More detail..the coolant does discharge, so we know it is trully overheating.  We are still running diagnostics on both issues, but I needed clarification.  The service manual states that the 3.5L should have two additional fan relays located between the fans in addition to the ones we've replaced on the PDC, however both the fan assembly that we pulled off the car that was working before and the new OEM replacement don't have that.  It looks like all OEM parts only list one part number as a replacement for the fan assembly, regardless of whether it's a 2.7L or 3.5L, and it doesn't have the two additional fan relays.  The car was manufactured in 05/2002. I'll be calling a dealer to see what they can find as well...A bit more insight on our history of the car.  We bought this car used in Oct/Nov 2009 for our daughter. It did not overheat when we bought it, however, once temps got a bit colder here in Texas, we noticed the heat wasn't working, so we decided to look at the thermostat.  It didn't have one at all, so then we put a new thermostat, and that's when this debacle all started.  The thermostat opens up and we tested the flow (working with accurate temps).

Thanks for all your help!

Answer
Hi Ana,
I don't have an '02 manual, but rather the '04 which does show the additional relays at the fan module for the 3.5L (but not the 2.7L).

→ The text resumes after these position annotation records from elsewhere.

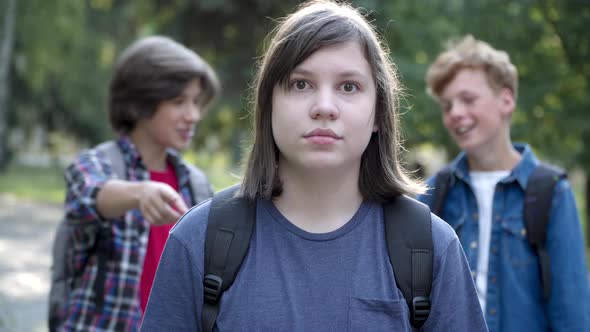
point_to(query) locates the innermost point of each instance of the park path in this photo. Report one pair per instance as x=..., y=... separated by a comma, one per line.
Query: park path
x=26, y=234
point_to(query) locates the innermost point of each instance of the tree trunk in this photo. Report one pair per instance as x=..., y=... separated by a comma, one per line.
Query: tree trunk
x=588, y=210
x=5, y=61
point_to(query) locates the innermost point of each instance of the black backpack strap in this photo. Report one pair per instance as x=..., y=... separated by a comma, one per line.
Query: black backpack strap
x=229, y=229
x=441, y=188
x=537, y=206
x=408, y=229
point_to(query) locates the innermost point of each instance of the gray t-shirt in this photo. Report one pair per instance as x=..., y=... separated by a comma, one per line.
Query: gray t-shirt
x=292, y=280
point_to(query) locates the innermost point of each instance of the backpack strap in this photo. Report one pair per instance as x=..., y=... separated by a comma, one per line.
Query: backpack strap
x=113, y=153
x=199, y=184
x=408, y=229
x=103, y=245
x=229, y=229
x=441, y=189
x=537, y=206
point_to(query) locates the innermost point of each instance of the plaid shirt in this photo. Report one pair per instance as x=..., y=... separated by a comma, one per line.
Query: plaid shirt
x=129, y=235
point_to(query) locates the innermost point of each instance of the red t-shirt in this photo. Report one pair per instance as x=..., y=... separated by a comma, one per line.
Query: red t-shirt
x=157, y=239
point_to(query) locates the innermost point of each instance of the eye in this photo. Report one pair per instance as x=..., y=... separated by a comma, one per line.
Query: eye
x=468, y=100
x=178, y=100
x=300, y=84
x=350, y=87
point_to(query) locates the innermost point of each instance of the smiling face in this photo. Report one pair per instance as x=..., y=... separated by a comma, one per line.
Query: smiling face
x=173, y=123
x=476, y=116
x=324, y=116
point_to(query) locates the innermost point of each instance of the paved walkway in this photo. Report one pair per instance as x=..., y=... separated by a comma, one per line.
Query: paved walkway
x=26, y=235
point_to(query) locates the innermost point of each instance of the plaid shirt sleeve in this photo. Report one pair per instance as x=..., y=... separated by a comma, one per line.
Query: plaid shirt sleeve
x=84, y=178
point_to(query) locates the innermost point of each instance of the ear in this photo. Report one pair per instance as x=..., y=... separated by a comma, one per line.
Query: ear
x=507, y=102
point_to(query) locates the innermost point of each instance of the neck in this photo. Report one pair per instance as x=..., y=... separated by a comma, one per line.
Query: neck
x=152, y=154
x=319, y=202
x=499, y=157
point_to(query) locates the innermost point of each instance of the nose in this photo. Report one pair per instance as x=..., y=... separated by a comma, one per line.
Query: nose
x=455, y=110
x=324, y=105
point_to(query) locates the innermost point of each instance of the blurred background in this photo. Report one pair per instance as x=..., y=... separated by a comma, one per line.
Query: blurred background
x=56, y=59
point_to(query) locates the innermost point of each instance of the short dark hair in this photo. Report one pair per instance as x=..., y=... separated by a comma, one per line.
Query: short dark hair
x=152, y=70
x=318, y=24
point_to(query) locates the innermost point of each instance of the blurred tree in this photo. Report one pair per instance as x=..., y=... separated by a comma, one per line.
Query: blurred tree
x=6, y=46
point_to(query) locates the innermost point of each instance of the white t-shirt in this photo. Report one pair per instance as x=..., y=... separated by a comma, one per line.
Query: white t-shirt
x=484, y=185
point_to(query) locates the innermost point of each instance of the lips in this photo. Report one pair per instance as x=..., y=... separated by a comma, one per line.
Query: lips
x=186, y=133
x=322, y=136
x=322, y=132
x=462, y=130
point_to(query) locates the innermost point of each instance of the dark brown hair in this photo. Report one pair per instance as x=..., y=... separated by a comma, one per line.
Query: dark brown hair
x=318, y=24
x=152, y=70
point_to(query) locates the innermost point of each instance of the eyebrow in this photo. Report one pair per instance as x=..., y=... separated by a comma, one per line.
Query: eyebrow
x=344, y=74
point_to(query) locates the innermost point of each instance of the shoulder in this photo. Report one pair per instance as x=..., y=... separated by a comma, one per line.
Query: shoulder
x=192, y=226
x=443, y=235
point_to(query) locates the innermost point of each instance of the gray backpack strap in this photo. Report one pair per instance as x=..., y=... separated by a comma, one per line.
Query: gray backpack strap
x=115, y=156
x=62, y=274
x=200, y=186
x=104, y=247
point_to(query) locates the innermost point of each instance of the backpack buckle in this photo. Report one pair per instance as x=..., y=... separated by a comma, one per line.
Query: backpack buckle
x=212, y=288
x=420, y=308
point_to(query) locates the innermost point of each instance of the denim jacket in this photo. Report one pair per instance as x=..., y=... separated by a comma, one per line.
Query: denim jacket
x=514, y=299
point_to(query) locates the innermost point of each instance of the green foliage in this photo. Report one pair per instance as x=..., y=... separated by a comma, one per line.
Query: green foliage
x=39, y=184
x=64, y=53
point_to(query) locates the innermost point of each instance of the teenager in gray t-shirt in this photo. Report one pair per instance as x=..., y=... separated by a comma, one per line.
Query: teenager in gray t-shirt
x=324, y=159
x=294, y=280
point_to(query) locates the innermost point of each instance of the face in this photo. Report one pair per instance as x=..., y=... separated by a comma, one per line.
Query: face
x=324, y=117
x=173, y=123
x=475, y=115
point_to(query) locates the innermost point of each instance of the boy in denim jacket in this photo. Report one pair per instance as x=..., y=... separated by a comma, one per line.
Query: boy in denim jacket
x=476, y=88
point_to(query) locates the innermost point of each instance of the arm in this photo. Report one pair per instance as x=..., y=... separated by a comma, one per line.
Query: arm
x=176, y=298
x=158, y=202
x=455, y=306
x=92, y=194
x=569, y=302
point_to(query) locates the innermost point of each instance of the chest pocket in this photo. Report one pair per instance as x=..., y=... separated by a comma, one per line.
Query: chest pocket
x=378, y=315
x=515, y=244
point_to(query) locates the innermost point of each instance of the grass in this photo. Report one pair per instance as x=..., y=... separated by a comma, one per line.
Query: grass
x=46, y=184
x=41, y=184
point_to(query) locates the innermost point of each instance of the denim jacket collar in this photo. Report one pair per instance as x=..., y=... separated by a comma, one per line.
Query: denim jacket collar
x=520, y=173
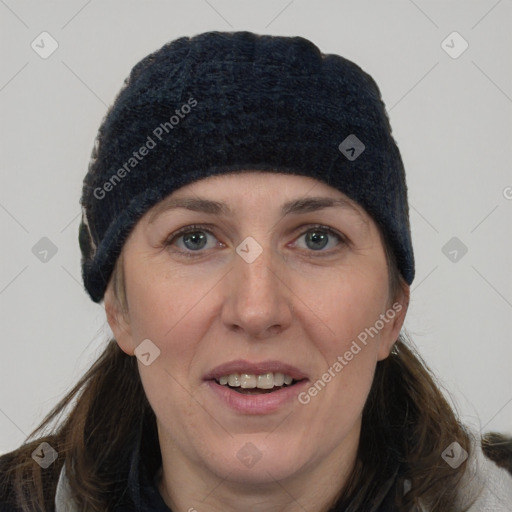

If the '02 manual shows them, that is the same. Again, what are the fans doing as a function of the coolant temperature is the 'bottom line'. If the fans are coming on when the temp is rising, then that is all you need. So here is another possibility:
Because it ran well, although cold, when you got it, and the problems then began in the summer after a thermostat was put in, may I suggest that you consider the temperature 'set' of the thermostat that was installed? Thermostats can be purchased with a 'set' of around 180F or of around 195F and so you may just have a thermostat with two high of a setting for the fans that you have there.
Is there any chance that the original fan/housing/relay is available from the place that took it off? I am not clear why the double relays are needed (unless it has to do with gauge requirements for the wiring; it takes thinner wires to control a secondary relay then to send the current all the way from the PDC to the fan motors) but it would be better to have the original wiring set-up if you can re-create it economically.